1. Les angles de maison
Bruno Zevi souligne dans Apprendre à regarder la ville une particularité de l'architecture ancienne à Ferrare, antérieure à Biagio Rossetti mais reprise et développée par lui dans les nouveaux quartiers de l'addizione erculea — c'est à dire, en gros, tout ce qui est au nord de l'actuel Corso Giovecca. Il l'appelle la « poétique de l'angle ».
Très souvent en effet, l'élément extérieur le plus riche et le plus ostentatoire des maisons ou palais anciens de Ferrare n'est pas la façade proprement dite, ni même le portail d'entrée, mais un pilier placé à l'angle.
Les exemples sont innombrables. Face à l'église San Francesco, une maison en brique rouge affiche en son angle un pilier tout blanc feignant de supporter un large balcon de la même couleur.
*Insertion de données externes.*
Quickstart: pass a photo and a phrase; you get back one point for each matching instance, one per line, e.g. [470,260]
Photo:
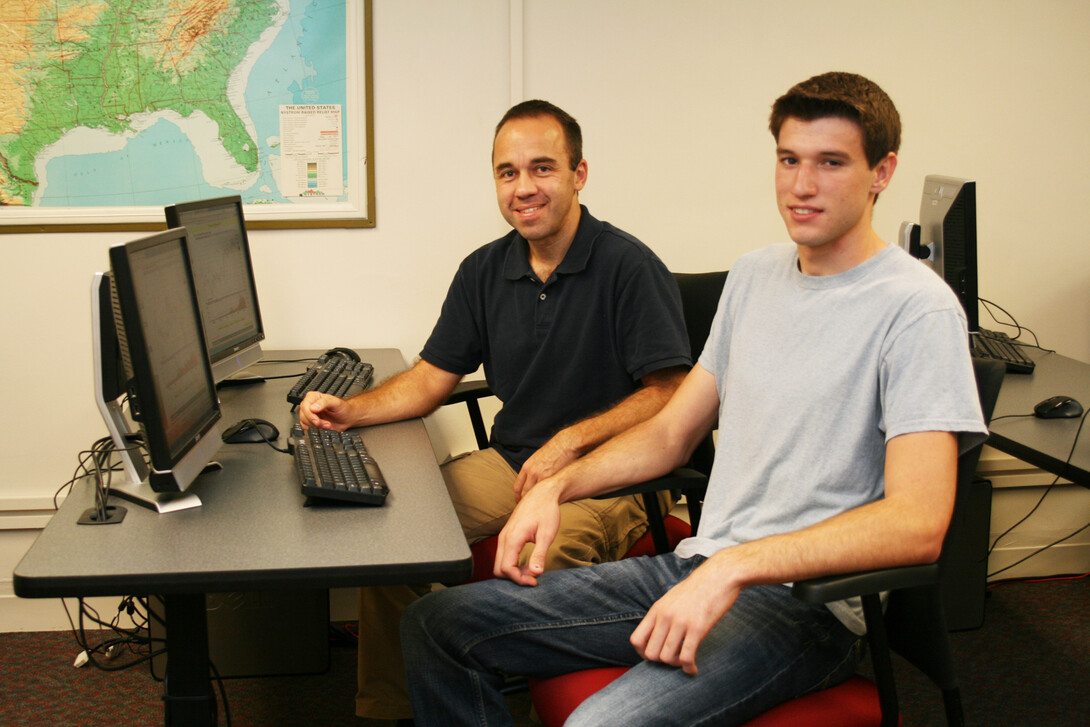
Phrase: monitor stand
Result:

À quoi sert-il ? Sans doute à affirmer le statut du propriétaire, alors que la maison située de l'autre côté du carrefour arbore un balcon bien moins splendide, et à faire de ce bâtiment banal un point d'attraction autour d'une place dominée par la façade de l'église, elle-même faite de briques et relevée par plusieurs pilastres de marbre, dont ceux situés aux angles sont les plus visibles lorsqu'on longe l'église dans la rue.
Dans Le langage moderne de l'architecture, Zevi oppose à des constructions de la Renaissance telles que le palais Farnese de Rome, sorte de « boîte » aux angles tous identiques parachutée au sein de la ville, le souci donné à Ferrare, par Biagio Rossetti, aux édifices situés aux carrefours : « pour faire partie du contexte, les édifices ne peuvent être symétriques et finis ni se suffire à eux-mêmes ; l'angle est la clef de voûte, la charnière de tout paysage urbain ; le reste va de soi. »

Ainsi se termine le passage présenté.